Building polyhedra to teach geometry to middle school students

December 18, 2014
 

If you’re a middle school math teacher and want some tips on how to develop your students’ spacial sense by identifying, describing and constructing regular polyhedra, then visit Geometry:  Let's Face It, a professional development video lesson with support materials available for free in the basic version of PBS LearningMedia.

Though the video was made in 1994 when on-demand educational videos and professional development meant turning on the VCR and popping in a VHS cassette, the content is “excellent,” according to Jayadev Athreya, assistant professor and director of the Illinois Geometry Lab at the University of Illinois.

The video was made during a lesson in a real classroom (early reality TV!).  We see Barbara Urell, a middle school teacher from Oxford, Ohio, introduce her students to three-dimensional figures by reviewing polygons and regular tessellations. Students construct five regular polyhedral with straws and record the number of faces, edges and vertices for each.  At the end of the 27-minute video we see the students looking for the relationship between the number of faces, edges and vertices.  They are asked to figure out a pattern and prove or disprove it in front of the class. Ultimately, they discover Euler's formula.

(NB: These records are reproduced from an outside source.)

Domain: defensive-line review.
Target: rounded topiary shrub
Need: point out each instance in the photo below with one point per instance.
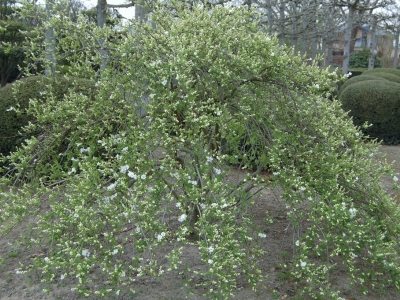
(382, 70)
(376, 102)
(358, 79)
(16, 96)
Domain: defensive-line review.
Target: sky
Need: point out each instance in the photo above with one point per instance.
(128, 13)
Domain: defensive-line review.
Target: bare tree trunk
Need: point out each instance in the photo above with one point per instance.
(396, 48)
(101, 21)
(269, 16)
(349, 28)
(50, 51)
(282, 22)
(372, 46)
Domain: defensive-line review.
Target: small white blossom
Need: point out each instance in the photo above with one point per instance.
(123, 169)
(217, 171)
(182, 218)
(73, 170)
(132, 175)
(85, 253)
(112, 186)
(353, 255)
(353, 212)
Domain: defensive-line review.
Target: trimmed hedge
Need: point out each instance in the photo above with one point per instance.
(386, 76)
(376, 102)
(11, 123)
(382, 70)
(358, 79)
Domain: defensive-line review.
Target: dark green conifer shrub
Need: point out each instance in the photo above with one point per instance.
(376, 102)
(358, 79)
(360, 59)
(387, 76)
(382, 70)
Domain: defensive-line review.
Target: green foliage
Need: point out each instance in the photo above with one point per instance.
(358, 79)
(382, 70)
(376, 102)
(143, 168)
(360, 59)
(387, 76)
(14, 104)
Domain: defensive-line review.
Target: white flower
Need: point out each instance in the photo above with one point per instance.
(112, 186)
(73, 170)
(353, 212)
(85, 253)
(123, 169)
(182, 218)
(82, 150)
(132, 175)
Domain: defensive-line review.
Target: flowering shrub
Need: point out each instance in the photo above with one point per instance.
(143, 167)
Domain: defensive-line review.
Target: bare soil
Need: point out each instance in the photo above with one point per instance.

There are points in the video where we hear a voice-over of Ms. Urell assessing her teaching and thinking as she develops each part of her lesson.  For example, by starting class with a math answer and asking her students to come up with the answer, she’s hoping to teach them divergent thinking.   She has students work in groups to teach them how to talk to each other without putting anyone down.  Straws are used to build the polyhedra and help students explore 3-D figures: “You can’t use paper to do that,” she explains.  One lesson learned: devote more time for students to relate polyhedra shapes to the real world.

What’s in the collection?

There are four videos in the collection: one 27-minute video (as described above) and three excerpts under two minutes each. The collection also contains a written geometry lesson plan and professional development discussion topics.  The Common Core State Standards met by the lesson are listed as well.

If you like what you saw in Geometry:  Let’s Face It, you might be interested in the other 11 (as of the writing of this post) professional development videos for middle school geometry teachers available for free in the basic version of PBS LearningMedia.